(2019-07-10) Submission process details updated.
(2019-05-22) Training data for the Wikipedia Feature articles are available  here.
(2019-06-02) Training data for the Wikinews articles is now available to download here
(2019-06-30) Test data for the Wikinews articles is now available to download here
(2019-07-03) Testing data for the Wikipedia Feature articles are available here.  

The objective of the Headline Generation (HG) task is to explore some of the challenges highlighted by current state of the art approaches on creating informative headlines to news articles: non-descriptive headlines, out-of-domain training data, and generating headlines from long documents which are not well represented by the head heuristic.

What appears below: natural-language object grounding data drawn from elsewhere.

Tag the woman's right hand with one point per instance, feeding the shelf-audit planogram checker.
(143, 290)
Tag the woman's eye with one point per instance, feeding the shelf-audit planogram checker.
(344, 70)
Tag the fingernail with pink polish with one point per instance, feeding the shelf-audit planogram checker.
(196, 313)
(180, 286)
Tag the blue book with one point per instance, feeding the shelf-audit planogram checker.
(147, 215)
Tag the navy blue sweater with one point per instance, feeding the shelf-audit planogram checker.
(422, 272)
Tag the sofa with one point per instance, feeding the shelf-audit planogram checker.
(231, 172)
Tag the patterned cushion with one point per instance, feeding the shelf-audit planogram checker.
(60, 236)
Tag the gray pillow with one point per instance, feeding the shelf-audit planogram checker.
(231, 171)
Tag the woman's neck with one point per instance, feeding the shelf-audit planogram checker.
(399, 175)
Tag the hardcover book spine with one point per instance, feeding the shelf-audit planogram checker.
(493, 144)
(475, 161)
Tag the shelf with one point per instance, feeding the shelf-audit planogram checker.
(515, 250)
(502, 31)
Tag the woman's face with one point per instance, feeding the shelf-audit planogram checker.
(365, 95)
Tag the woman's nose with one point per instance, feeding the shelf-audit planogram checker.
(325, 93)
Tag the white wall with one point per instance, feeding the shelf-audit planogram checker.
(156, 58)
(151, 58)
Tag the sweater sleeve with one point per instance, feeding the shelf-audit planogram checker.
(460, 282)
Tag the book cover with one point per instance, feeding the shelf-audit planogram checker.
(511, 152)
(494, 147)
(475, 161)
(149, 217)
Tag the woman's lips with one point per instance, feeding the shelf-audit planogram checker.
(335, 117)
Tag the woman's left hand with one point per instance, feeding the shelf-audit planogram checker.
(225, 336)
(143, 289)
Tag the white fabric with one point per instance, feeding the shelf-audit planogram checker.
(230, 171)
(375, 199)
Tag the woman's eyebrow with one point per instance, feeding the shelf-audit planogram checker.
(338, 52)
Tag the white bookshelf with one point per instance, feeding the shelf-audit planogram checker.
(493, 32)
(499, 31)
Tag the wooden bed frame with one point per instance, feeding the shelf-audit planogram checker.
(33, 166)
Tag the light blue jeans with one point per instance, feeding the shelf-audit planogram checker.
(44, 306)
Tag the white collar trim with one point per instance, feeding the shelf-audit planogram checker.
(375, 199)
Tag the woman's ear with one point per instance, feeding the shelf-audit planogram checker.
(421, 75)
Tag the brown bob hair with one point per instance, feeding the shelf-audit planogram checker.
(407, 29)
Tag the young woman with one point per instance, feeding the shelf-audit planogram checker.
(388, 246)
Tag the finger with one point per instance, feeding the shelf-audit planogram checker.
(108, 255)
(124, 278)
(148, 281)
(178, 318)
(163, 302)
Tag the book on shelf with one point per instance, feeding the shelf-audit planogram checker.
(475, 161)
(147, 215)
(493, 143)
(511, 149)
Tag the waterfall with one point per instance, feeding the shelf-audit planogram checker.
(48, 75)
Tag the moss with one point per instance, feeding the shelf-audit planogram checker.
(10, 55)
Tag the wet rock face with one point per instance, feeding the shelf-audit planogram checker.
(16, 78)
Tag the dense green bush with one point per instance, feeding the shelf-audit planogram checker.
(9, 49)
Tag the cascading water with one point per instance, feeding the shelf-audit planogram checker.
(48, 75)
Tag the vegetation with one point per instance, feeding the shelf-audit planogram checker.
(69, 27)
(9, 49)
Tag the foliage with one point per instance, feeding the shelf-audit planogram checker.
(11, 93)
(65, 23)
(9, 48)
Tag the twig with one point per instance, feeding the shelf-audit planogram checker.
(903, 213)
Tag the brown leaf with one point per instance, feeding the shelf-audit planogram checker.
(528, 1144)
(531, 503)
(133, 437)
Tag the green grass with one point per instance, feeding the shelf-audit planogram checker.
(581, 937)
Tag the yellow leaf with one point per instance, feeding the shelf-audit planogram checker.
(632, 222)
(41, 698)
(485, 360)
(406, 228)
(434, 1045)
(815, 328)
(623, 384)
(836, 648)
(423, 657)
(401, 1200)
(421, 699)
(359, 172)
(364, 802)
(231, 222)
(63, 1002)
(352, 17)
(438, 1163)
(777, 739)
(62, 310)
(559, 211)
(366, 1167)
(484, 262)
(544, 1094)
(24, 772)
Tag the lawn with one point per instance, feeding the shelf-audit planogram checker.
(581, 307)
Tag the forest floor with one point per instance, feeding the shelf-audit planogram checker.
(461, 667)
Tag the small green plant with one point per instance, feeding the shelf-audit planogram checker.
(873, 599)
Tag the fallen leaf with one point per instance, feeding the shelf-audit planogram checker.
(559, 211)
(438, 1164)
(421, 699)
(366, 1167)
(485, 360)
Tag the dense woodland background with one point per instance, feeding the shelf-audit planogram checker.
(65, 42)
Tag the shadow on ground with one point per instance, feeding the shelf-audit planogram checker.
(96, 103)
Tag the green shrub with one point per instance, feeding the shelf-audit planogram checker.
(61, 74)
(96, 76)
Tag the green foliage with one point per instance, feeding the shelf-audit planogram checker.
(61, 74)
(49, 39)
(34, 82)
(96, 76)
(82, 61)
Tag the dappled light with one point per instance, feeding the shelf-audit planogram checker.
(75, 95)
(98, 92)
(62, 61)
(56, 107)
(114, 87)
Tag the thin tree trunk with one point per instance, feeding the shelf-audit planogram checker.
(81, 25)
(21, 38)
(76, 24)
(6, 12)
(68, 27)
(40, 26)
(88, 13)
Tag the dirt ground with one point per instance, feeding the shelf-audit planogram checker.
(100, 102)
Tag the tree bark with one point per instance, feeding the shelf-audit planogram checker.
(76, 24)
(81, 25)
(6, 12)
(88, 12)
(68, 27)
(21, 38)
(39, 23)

We propose to make available this large set of  training data for headline generation, and create evaluation conditions which emphasize those challenges.  Our data sets will draw from Wikinews as well as Wikipedia.  The latter set will leverage data previously released for the MultiLing 2015 and 2017 tasks.  For Wikinews systems will attempt to generate news headlines and for the Wikipedia both title and main section headings given the respective documents with the headlines or title and subject headings removed. Participants will be required to generate summaries for at least 3 languages, which will be evaluated via both automatic and manual methods.

The manual evaluation will consist of pairwise comparisons of machine(-generated) summaries. Each evaluator will be presented the human(-generated) summary and two machine summaries. The evaluation task is to read the human summary and judge if the one machine summary is significantly closer to the human summary information content (e.g. system A > system B) or if the two machine summaries contain comparable quantity of information as the human summary. The manual evaluation will be carried out by native / fluent volunteers and participation is strongly encouraged.

The automatic evaluation will be primarily performed by HEVas system, which measures the quality of a headline both in terms of informativeness and readability. Secondary automatic evaluations may include other established automatic evaluation methods.


 Please refer to the call for participation regarding important dates for the task.

The task coordinator is dr. Marina Litvak (litvak.marina at gmail dot com) and the task mailing list is multiling19hg at scify dot org.

Participants should submit results via email to the task coordinator with the subject line:
[multiling19][headline generation results] [systemid]
where [systemid] an identifier or description of the participating organization or system.

If the results are accompanied by a paper or technical report of the system, it should be submitted by the process described in the call for community task participation.
The result submissions procedure will be announced once the test data are released.